GALE Chinese-English Word Alignment and Tagging
-- Broadcast Training Part 1 is distributed via web download. 2013 Subscription Members will automatically
receive two copies of this data on disc. 2013 Standard Members may
request a copy as part of their 16 free membership corpora.
Non-members may license this data for a fee
*
Maninkakan
Lexicon was developed by LDC and contains 5,834 entries of
the Maninkakan language presented as a Maninkakan-English lexicon
and a Maninkakan-French lexicon. It is the second publication in
an ongoing LDC project to to build an electronic dictionary of
four Mandekan languages: Mawukakan, Maninkakan, Bambara and Jula.
These are Eastern Manding languages in the Mande Group of the
Niger-Congo language family. LDC released a Mawukakan Lexicon (LDC2005L01)
in 2005.
More information about LDC’s work in the
languages of West Africa and the challenges those languages
present for language resource development can be found here.
Maninkakan is written using Latin script,
Arabic script and the NKo alphabet.
This lexicon is presented using a Latin-based transcription system
because the Latin alphabet is familiar to the majority of Mandekan
language speakers and because it is expected to facilitate the
work of researchers interested in this resource.
The dictionary is provided in two formats,
Toolbox and XML. Toolbox is a
version of the widely used SIL Shoebox
program adapted to display Unicode. The Toolbox files are
provided in two fonts, Arial and Doulous SIL. The Arial files
should display using the Arial font which is standard on most
operating systems. Doulous
SIL, available as a free download, is a robust font that
should display all characters without issue. Users should launch
Toolbox using the *.prj files in the Arial or Doulous_SIL folders.
Maninkakan Lexicon is distributed via web
download. 2013 Subscription Members will automatically
receive two copies of this data on disc. 2013 Standard Members may
request a copy as part of their 16 free membership corpora. Non-members may license this data for a fee.
*
The ARRAU
(Anaphora Resolution and Underspecification) Corpus of Anaphoric
Information was developed by the University of Essex and
the University of Trento. It
contains annotations of multi-genre English texts for anaphoric
relations with information about agreement and explicit
representation of multiple antecedents for ambiguous anaphoric
expressions and discourse antecedents for expressions which refer
to abstract entities such as events, actions and plans.
The source texts in this release include
task-oriented dialogues from the TRAINS-91
and TRAINS-93
corpora (the latter released through LDC, TRAINS Spoken Dialog
Corpus LDC95S25), narratives from the English Pear Stories,
articles from the Wall Street Journal portions of the Penn Treebank (Treebank-2
LDC95T7) and the RST Discourse Treebank LDC2002T07, and the
Vieira/Poesio Corpus which consists of training and test files
from Treebank-2 and RST Discourse Treebank.
The texts were annotated using the ARRAU
guidelines which treat all noun phrases (NPs) as markables.

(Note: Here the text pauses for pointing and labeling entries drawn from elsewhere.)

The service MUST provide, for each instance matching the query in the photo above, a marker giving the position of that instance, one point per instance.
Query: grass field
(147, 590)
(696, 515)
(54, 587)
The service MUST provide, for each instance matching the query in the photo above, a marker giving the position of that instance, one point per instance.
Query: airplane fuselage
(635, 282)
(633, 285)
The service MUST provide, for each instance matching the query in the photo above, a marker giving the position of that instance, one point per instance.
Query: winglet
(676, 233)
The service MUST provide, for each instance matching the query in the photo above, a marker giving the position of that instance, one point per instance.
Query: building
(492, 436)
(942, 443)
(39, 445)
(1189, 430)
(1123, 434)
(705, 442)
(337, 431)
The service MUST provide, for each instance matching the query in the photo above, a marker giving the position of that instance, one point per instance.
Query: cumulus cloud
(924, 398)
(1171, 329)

Different semantic roles are recognized by distinguishing between
referring expressions (that update or refer to a discourse model),
and non-referring ones (including expletives, predicative
expressions, quantifiers, and coordination). A variety of
linguistic features were also annotated, including morphosyntactic
agreement, grammatical function, semantic type (person, animate,
concrete, action, time, other abstract) and genericity. The
annotation was carried out using the MMAX2 annotation tool
which allows text units to be marked at different levels.
The files in MMAX format have been organized so
that they can be visualized using the MMAX2 tool or directly used
as input/output for the BART
toolkit which performs automatic coreference resolution
including all necessary preprocessing steps.
The ARRAU Corpus of Anaphoric Information is
distributed via web download.
2013 Subscription Members will automatically
receive two copies of this data on disc. 2013 Standard Members may
request a copy as part of their 16 free membership corpora.
Non-members may license this data for a fee.